MeetEval: A Toolkit for Computation of Word Error Rates for Meeting Transcription Systems
Thilo von Neumann, Christoph Boeddeker, Marc Delcroix, Reinhold Haeb-Umbach
TL;DR
MeetEval addresses the evaluation of meeting transcription systems by providing a unified toolkit that implements multiple WER definitions (cpWER, ORC-WER, MIMO-WER) and a time-constrained variant to improve alignment plausibility. It introduces pseudo-word-level timing approximations when exact word-level timings are unavailable, enabling scalable, accurate matching and practical runtime benefits.
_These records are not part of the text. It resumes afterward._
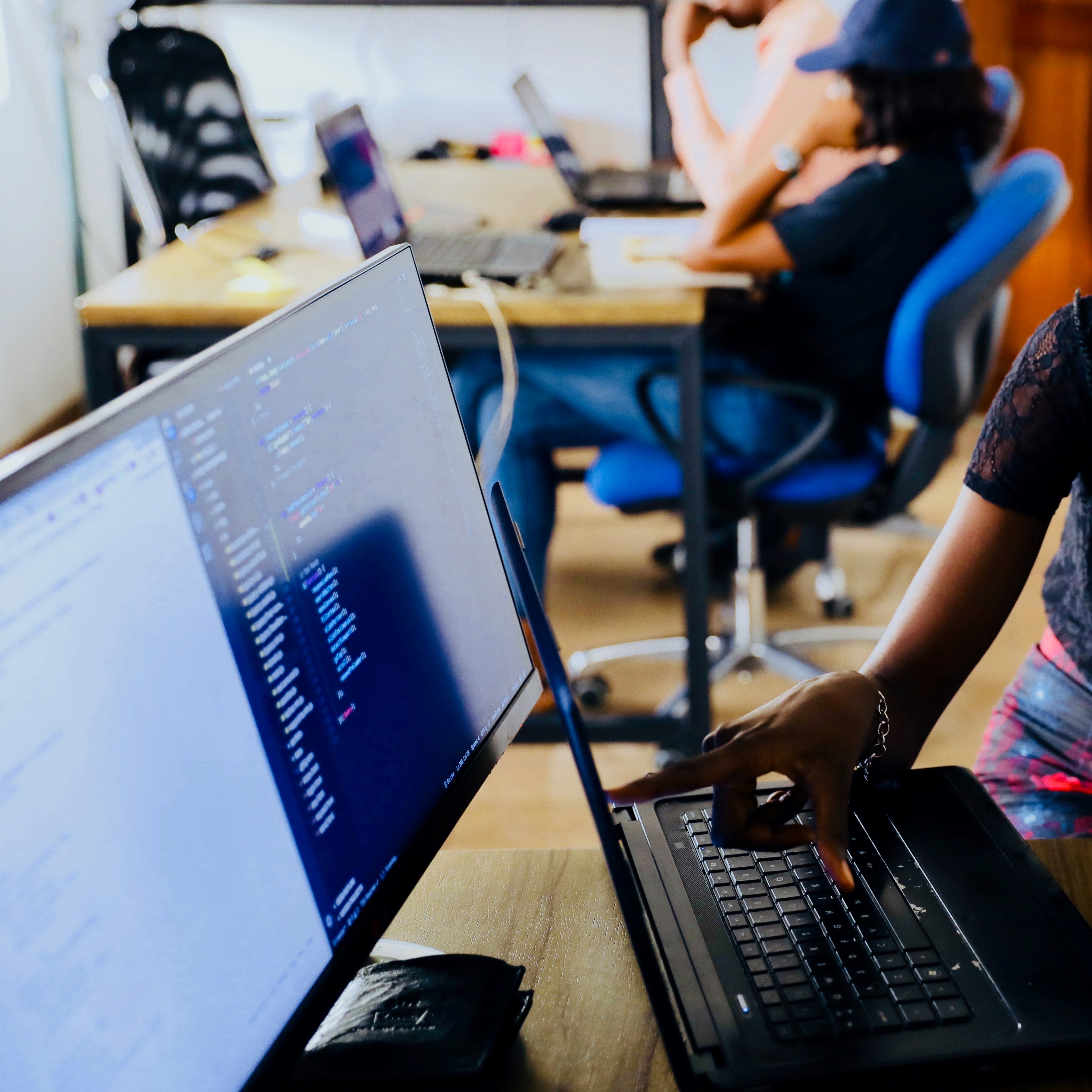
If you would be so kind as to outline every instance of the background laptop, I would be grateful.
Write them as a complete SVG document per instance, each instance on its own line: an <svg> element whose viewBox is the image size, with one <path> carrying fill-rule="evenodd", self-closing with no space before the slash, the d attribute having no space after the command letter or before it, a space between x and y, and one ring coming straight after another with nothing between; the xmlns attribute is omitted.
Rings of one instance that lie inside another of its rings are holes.
<svg viewBox="0 0 1092 1092"><path fill-rule="evenodd" d="M408 247L0 463L0 1088L289 1072L542 692Z"/></svg>
<svg viewBox="0 0 1092 1092"><path fill-rule="evenodd" d="M612 814L499 485L492 503L679 1088L1087 1068L1092 928L970 771L855 786L845 897L809 846L714 846L708 792Z"/></svg>
<svg viewBox="0 0 1092 1092"><path fill-rule="evenodd" d="M522 276L545 272L561 252L561 241L548 232L498 235L407 229L360 107L351 106L316 128L365 258L408 239L425 281L458 285L466 270L514 283Z"/></svg>
<svg viewBox="0 0 1092 1092"><path fill-rule="evenodd" d="M679 167L648 170L584 170L566 139L561 122L543 102L526 74L513 84L523 109L554 157L572 195L592 209L700 209L701 198Z"/></svg>

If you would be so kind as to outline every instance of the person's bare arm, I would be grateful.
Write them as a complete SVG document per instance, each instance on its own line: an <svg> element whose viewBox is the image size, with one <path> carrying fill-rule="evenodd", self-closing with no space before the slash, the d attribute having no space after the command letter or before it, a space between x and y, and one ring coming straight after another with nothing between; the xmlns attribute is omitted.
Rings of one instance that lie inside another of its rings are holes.
<svg viewBox="0 0 1092 1092"><path fill-rule="evenodd" d="M713 785L719 842L783 848L815 840L835 881L851 889L850 785L876 737L878 692L887 698L891 719L883 765L906 768L1009 616L1046 527L1045 520L998 508L964 488L859 673L793 687L717 728L703 755L610 790L612 799L637 803ZM756 781L771 771L796 787L756 807ZM816 805L816 830L783 826L808 798Z"/></svg>
<svg viewBox="0 0 1092 1092"><path fill-rule="evenodd" d="M823 146L851 147L856 142L860 110L852 98L827 99L792 141L807 158ZM780 236L762 217L774 194L788 180L772 156L756 163L739 185L711 206L681 254L692 270L741 270L772 273L791 270L793 259Z"/></svg>

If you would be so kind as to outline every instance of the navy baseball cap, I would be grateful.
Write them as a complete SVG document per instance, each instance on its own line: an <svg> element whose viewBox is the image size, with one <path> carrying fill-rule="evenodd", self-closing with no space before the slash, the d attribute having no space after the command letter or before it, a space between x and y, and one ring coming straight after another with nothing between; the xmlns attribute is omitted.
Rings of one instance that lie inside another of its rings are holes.
<svg viewBox="0 0 1092 1092"><path fill-rule="evenodd" d="M954 0L857 0L829 46L796 59L804 72L854 64L929 72L972 63L971 32Z"/></svg>

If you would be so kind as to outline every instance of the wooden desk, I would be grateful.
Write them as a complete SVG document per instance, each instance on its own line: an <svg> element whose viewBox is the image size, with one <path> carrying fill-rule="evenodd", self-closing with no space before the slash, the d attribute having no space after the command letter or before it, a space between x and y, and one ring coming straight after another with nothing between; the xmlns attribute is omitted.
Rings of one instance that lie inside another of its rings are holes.
<svg viewBox="0 0 1092 1092"><path fill-rule="evenodd" d="M424 206L442 217L462 211L492 229L526 229L572 199L553 168L472 162L411 163L392 169L404 207ZM305 238L305 209L341 210L324 199L314 179L274 189L227 213L222 223L270 225L282 250L271 264L296 282L280 296L232 295L237 272L175 241L76 300L83 324L87 396L102 405L122 391L118 351L123 345L189 356L264 318L293 299L341 276L360 262L355 241ZM423 224L428 227L427 223ZM517 348L668 349L678 361L682 436L682 519L688 557L707 556L704 460L702 456L701 289L603 292L591 281L575 236L548 277L534 288L498 289ZM492 327L480 302L465 289L429 294L429 308L446 351L492 348ZM646 716L598 719L593 737L652 741L696 752L709 732L708 572L687 566L686 630L689 722ZM524 738L532 738L526 733ZM563 738L559 724L534 738Z"/></svg>
<svg viewBox="0 0 1092 1092"><path fill-rule="evenodd" d="M1031 844L1092 921L1092 842ZM675 1089L598 850L440 853L388 936L526 966L535 1001L509 1087ZM1090 1092L1092 1078L1021 1088Z"/></svg>

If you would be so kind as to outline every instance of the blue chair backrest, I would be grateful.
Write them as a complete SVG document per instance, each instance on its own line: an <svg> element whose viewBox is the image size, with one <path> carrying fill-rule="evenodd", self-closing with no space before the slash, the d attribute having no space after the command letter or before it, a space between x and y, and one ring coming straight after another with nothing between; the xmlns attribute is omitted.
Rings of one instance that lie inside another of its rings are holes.
<svg viewBox="0 0 1092 1092"><path fill-rule="evenodd" d="M1005 155L1005 150L1009 146L1009 141L1012 140L1012 134L1020 123L1020 115L1023 112L1023 91L1017 78L1007 68L994 64L986 69L984 74L989 87L989 105L1005 119L1005 126L997 143L981 159L971 164L968 170L971 189L980 195L989 188L994 170L1001 162L1001 156Z"/></svg>
<svg viewBox="0 0 1092 1092"><path fill-rule="evenodd" d="M1049 152L1021 152L997 173L899 304L886 360L893 405L931 425L958 426L971 413L996 342L1002 286L1070 197Z"/></svg>

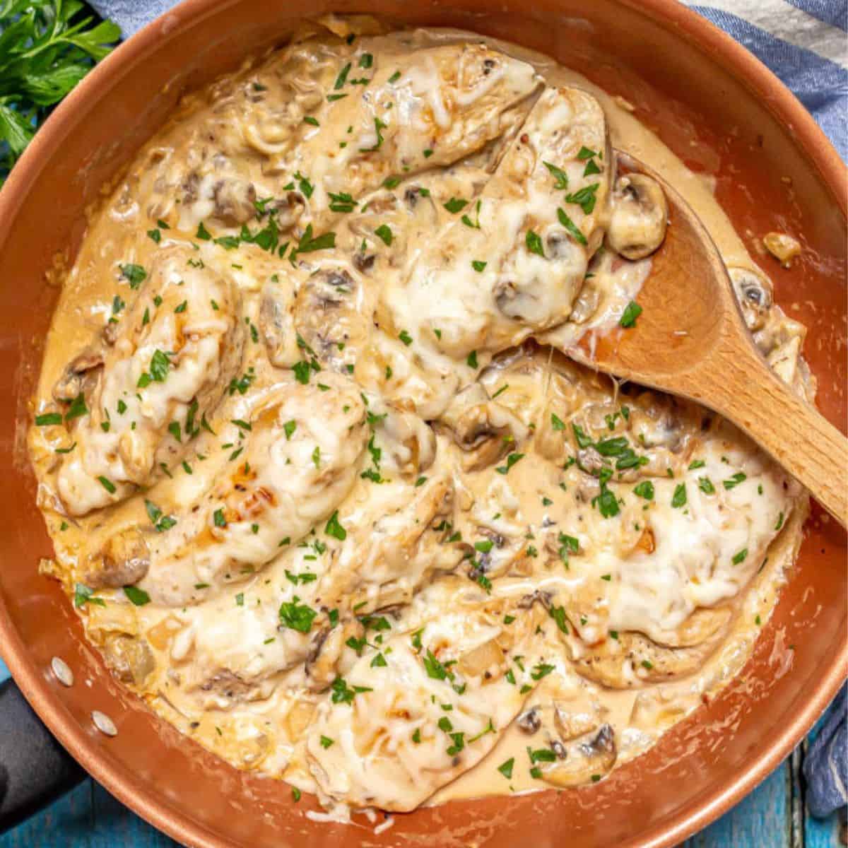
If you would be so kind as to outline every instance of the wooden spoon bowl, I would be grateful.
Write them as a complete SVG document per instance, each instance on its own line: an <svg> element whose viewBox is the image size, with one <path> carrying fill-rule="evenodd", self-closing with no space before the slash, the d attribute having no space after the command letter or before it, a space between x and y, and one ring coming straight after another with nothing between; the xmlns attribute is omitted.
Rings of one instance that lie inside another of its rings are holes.
<svg viewBox="0 0 848 848"><path fill-rule="evenodd" d="M724 262L700 220L659 174L627 153L620 168L653 177L668 202L666 240L639 293L635 326L568 351L592 367L681 395L732 421L848 522L848 439L768 366L745 326Z"/></svg>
The toolkit guides practitioners on metric selection for diarization, CSS, and SOT-style outputs, and demonstrates that the time-constrained approach yields more realistic WERs while enabling runtime pruning. Overall, MeetEval supports reproducible, comparable benchmarking across diverse meeting transcription systems and facilitates rigorous analysis of transcription errors.
Abstract
MeetEval is an open-source toolkit to evaluate all kinds of meeting transcription systems. It provides a unified interface for the computation of commonly used Word Error Rates (WERs), specifically cpWER, ORC-WER and MIMO-WER along other WER definitions. We extend the cpWER computation by a temporal constraint to ensure that only words are identified as correct when the temporal alignment is plausible. This leads to a better quality of the matching of the hypothesis string to the reference string that more closely resembles the actual transcription quality, and a system is penalized if it provides poor time annotations. Since word-level timing information is often not available, we present a way to approximate exact word-level timings from segment-level timings (e.g., a sentence) and show that the approximation leads to a similar WER as a matching with exact word-level annotations. At the same time, the time constraint leads to a speedup of the matching algorithm, which outweighs the additional overhead caused by processing the time stamps.